Even though oil and metal prices staged a modest rebound, Latin America remains vulnerable as investors assess values in light of a possible hard landing in China.
“We are oversold if this is not the beginning of a bigger crisis in China,” said Siobhan Morden, head of Latin America strategy at Jefferies.
The benchmark 2024s of Brazilian oil company Petrobras tightened to 625bp-615bp before settling at around 630bp-620bp on Tuesday after reaching 680bp-655bp in the previous session.
“Investors are trying to figure out what sub-US$40 a barrel means - and which credits are of most concern,” one syndicate banker told IFR. “Colombia is probably number one.”
Though Colombia’s 2024s tightened about 8bp Tuesday to 245bp, they remained substantially wider than the 181bp seen on the 2025s of fellow oil exporter Mexico.
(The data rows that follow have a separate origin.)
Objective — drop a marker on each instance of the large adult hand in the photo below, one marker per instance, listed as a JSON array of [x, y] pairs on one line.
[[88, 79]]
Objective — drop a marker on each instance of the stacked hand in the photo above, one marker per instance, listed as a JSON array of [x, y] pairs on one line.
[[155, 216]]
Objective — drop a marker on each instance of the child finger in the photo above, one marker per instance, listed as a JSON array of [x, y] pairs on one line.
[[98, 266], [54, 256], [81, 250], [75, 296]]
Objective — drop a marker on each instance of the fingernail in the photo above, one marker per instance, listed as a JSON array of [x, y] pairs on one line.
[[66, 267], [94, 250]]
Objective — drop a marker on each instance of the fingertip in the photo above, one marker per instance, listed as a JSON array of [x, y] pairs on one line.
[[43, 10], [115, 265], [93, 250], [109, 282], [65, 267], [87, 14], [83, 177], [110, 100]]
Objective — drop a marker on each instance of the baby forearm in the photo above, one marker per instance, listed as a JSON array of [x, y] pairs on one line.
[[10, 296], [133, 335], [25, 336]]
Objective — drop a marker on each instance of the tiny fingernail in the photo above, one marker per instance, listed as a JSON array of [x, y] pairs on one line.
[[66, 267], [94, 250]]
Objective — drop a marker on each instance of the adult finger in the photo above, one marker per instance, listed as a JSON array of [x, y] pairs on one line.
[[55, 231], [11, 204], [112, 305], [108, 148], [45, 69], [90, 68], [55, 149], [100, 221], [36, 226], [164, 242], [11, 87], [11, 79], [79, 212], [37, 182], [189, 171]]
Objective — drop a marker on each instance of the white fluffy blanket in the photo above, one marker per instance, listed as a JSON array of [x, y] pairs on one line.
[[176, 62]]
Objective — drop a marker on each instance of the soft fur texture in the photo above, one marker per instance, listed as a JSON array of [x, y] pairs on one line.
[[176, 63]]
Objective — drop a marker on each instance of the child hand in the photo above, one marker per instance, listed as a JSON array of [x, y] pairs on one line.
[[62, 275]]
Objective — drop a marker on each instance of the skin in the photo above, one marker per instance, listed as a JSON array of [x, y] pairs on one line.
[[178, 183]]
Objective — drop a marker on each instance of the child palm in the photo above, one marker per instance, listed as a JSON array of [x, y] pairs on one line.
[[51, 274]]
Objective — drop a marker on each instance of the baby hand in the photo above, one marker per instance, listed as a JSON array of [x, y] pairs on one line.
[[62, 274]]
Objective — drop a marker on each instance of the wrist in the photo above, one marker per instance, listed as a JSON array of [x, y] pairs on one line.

“The problem with Colombia is that not only do they have the highest oil dependence among investment-grade credits, but there is no recognition that this oil shock is permanent,” said Morden.
The country’s local currency 10-year Treasuries - better know as TES - have sold off heavily, widening about 35bp since Friday to trade at around 7.70%.
With about 16% of the domestic TES now in foreign hands, the market is particularly susceptible to a sell-off given its relatively small size, Morden said.
Meanwhile the primary markets remain in the doldrums, though bankers say that early September should bring a string of roadshow announcements.
Several Mexican real estate investment trusts (REITs) are heard looking to raise funding in the dollar bond markets and preparing investors meetings.